Menulislah saya tentang rasa dengan rutin. Hanya saja bukan di "rumah" ini, saya pikir kemarin harus pindah ke blog baru agar isinya fokus. Ternyata memang agak membantu. Saya merasa agak berbeda dengan saya yang lampau.

Saya merasa lebih baik.

Namun memang bajingan waktu yang sunyi ini. Raga yang beristirahat dikombinasikan dengan pikiran yang senggang membuat saya "bunuh diri", saya menjadi nekat membaca percakapan lama sampai beberapa bulan lalu. Gravitasi lubang hitam kemurungan berusaha menarik saya kembali ke dalamnya.

Saya coba memanipulasi otak lagi dan hampir gagal. Namun tidak begitu sukses juga. Tengah-tengah.

Ketika sedang menjadi masokis tadi, saya sadar ternyata saya memang orang yang memiliki intuisi bagus. Saya ternyata setengah cenayang karena bisa membaca masa depan. Banyak hal yang merupakan kekhawatiran saya di masa lalu yang ternyata menjadi kenyataan.
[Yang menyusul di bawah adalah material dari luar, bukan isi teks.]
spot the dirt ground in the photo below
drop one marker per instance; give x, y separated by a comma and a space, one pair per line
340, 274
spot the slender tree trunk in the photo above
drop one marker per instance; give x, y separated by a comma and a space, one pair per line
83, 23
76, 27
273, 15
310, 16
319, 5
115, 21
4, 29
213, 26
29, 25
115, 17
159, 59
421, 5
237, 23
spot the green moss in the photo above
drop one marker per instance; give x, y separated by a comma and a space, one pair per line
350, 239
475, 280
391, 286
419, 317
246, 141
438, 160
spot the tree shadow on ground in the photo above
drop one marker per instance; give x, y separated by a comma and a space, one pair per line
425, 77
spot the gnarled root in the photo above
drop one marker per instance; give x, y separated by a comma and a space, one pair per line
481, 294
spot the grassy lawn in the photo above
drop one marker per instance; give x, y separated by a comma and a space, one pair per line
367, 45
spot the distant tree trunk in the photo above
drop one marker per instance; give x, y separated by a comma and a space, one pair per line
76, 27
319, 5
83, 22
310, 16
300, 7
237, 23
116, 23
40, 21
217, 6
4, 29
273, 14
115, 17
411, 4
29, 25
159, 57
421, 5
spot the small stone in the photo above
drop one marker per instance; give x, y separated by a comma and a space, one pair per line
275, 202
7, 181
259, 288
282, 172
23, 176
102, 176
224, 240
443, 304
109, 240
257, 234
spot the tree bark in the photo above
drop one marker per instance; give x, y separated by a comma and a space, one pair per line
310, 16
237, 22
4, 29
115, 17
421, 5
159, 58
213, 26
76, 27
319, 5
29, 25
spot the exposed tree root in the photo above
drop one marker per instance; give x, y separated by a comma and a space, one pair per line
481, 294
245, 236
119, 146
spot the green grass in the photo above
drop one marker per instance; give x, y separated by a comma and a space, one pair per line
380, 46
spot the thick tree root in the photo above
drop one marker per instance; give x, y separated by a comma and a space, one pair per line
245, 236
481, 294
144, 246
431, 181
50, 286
Kekhawatiran saya ternyata relevan.

"My ability to connect the dots is remarkable." Ucap saya dulu dengan bercanda, tapi... Wow... Keren juga saya.

Saya bangga...

Saya kesal...

Aaah, tiba-tiba saya kangen saya yang tadi siang, Omar yang sudah merasa lebih baik.

Monday, April 5, 2021

OK, Goodbye

Sekarang jam 3 pagi. Saya terbangun dari tidur yang dimulai jam 10 malam. Tidur yang terlalu awal mengingat kemarin adalah akhir pekan dan saya tidak melakukan aktivitas yang melelahkan. Tapi entah kenapa saya lelah. 

Batin saya lunglai. 

Ah saya tahu kenapa. Pasti karena hati saya baru saja hancur lebur. Perasaan sakit menggerayangi dada sebelah kiri 24 jam. Jantung berdebar kencang ditambah rasa berat, membuat nafas menjadi tersendat.

Perih sekali ternyata.

Selama ini saya selalu meremehkan ketika teman saya atau orang lain bilang bahwa putus itu menyakitkan. "Cari gebetan lain saja. Biar nggak galau." adalah solusi yang saya tawarkan kepada mereka, mengingat itu cukup ampuh bagi saya ketika saya masih bujang. Tapi tidak, tidak semudah itu ketika merasakan putus cinta secara pribadi atas sebuah komitmen yang sudah terjalin lama.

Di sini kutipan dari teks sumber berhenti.